OLake (v0.2.5 - v0.2.7)
September 20 – October 11, 2025
🎯 What's New
Sources
-
PgOutput Plugin Implementation -
Implemented PgOutput plugin for PostgreSQL CDC operations, delivering faster change data capture performance. Enhanced normalization logic with concurrency support and integrated batch variable processing from command line parameters for optimized throughput and resource utilization. -
MongoDB IAM Authentication Support -
Enables AWS IAM–based authentication for MongoDB connections. WhenIamUser=true
and machine-level IAM configurations are in place, users no longer need to provide a username and password for connecting OLake to Mongo DB Source.
Platform Features
- Documentation Link Validation Workflow -
Added automated GitHub workflow to validate documentation links in pull requests for new features.

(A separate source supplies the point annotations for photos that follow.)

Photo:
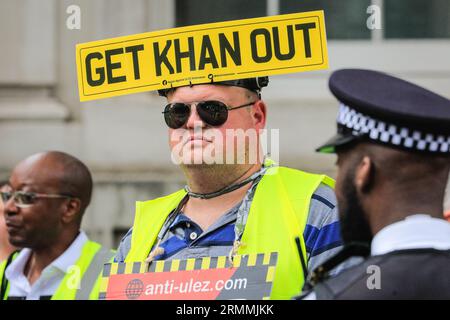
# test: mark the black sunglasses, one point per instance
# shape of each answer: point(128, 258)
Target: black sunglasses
point(213, 113)
point(24, 199)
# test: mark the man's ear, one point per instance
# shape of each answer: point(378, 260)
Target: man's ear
point(72, 210)
point(364, 176)
point(259, 114)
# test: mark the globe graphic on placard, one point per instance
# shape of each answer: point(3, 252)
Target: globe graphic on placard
point(134, 289)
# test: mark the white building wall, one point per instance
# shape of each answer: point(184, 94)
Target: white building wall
point(124, 140)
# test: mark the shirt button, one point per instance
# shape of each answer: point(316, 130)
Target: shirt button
point(193, 235)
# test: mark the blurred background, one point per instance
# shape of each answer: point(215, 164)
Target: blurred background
point(124, 140)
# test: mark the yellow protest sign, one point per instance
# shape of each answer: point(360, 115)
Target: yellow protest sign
point(202, 54)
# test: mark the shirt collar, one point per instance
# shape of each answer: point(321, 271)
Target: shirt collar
point(63, 262)
point(415, 232)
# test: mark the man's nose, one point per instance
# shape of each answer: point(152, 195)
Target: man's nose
point(10, 207)
point(194, 120)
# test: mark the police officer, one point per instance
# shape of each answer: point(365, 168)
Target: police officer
point(393, 148)
point(45, 200)
point(236, 206)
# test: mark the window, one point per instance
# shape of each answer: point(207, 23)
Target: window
point(345, 19)
point(191, 12)
point(417, 18)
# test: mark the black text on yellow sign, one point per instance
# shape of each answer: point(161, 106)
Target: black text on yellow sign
point(202, 54)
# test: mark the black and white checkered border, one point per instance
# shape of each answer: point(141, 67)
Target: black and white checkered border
point(389, 133)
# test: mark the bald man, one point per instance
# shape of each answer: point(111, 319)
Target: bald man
point(45, 200)
point(5, 247)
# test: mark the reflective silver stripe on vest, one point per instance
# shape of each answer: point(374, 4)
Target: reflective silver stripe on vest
point(93, 271)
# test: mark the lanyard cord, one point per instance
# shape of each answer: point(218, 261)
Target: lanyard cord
point(241, 219)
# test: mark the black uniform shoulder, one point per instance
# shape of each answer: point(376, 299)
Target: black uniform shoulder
point(403, 274)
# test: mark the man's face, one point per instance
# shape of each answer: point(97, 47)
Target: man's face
point(39, 224)
point(199, 143)
point(353, 220)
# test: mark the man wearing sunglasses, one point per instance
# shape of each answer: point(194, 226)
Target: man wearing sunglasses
point(238, 206)
point(44, 203)
point(5, 247)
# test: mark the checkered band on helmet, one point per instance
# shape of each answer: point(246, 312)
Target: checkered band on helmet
point(377, 130)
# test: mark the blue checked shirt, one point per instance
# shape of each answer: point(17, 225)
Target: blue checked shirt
point(186, 239)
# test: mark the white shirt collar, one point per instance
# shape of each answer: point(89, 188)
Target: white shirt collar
point(63, 262)
point(415, 232)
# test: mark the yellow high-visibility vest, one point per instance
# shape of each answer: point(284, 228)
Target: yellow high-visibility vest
point(278, 215)
point(82, 282)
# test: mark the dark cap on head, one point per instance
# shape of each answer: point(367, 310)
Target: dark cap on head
point(380, 108)
point(252, 84)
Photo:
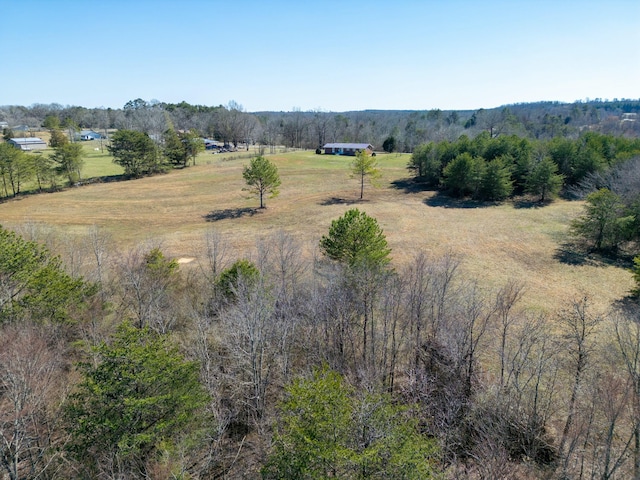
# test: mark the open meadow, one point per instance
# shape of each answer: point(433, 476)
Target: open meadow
point(496, 243)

This workflow automatically checks that all documentation links are valid and accessible, preventing broken links from being merged and ensuring documentation quality across new feature releases.
🔧 Bug Fixes & Stability
-
gRPC port binding retry mechanism -
Added backoff retry mechanism to resolve intermittent java.io.IOException: Failed to bind to address 0.0.0.0/0.0.0.0:50080 errors when creating the Iceberg writer gRPC server. This fix addresses port binding conflicts that occur when the port remains occupied during golang dialTimeout operations, improving connection reliability and reducing startup failures. -
MySQL CDC binlog position tracking -
Enhanced state cursor handling for MySQL CDC sync to include both start and end binlog positions, ensuring the cursor captures the full range of positions. -
MongoDB CDC for Sharded Clusters -
Enhanced PBRT (Post-Batch Resume Token) handling to resolve resume token inconsistencies across shards. This update ensures that after a failover or shard migration, CDC resume tokens are correctly retrieved and applied for each shard’s stream, preventing data gaps or duplicate event processing when resuming change streams. -
MongoDB _id Multiple Types Detection Fix -
Fixed sync failures in collections where the _id field exists in more than one data type. OLake now accurately detects each _id type and applies a unified handling approach to prevent type mismatch errors during synchronization. -
MongoDB bucketAuto Strategy Disk Usage Fix -
Fixed MongoDB syncs failing on collections with string-type _id fields when sort operations exceed server memory limits. The fix enables allowDiskUse=true for the bucketAuto partitioning strategy, ensuring large collections can be synced reliably by allowing MongoDB to spill sort operations to disk when memory is exhausted. -
Oracle SCN Dependency Removal and Cursor Consistency Fix -
Removed SCN dependency from the Oracle driver to avoid reliance on short-lived SCNs and reduce database load. Ensured stable cursor handling by determining the initial maximum cursor value before chunking, preventing skipped records during incremental sync. -
Parquet Writer Default Fields Handling Fix -
Fixed an issue where default fields were omitted in the Parquet writer when normalization was disabled, ensuring all required fields are included in output files. -
MySQL GlobalState Variable Shadowing and Server ID Range Fix -
Fixed a variable shadowing issue in MySQLGlobalState that could cause inconsistent state handling during binlog syncs, and expanded server ID generation to use the full uint32 range (1000–4294967295) for better distribution and MySQL compatibility.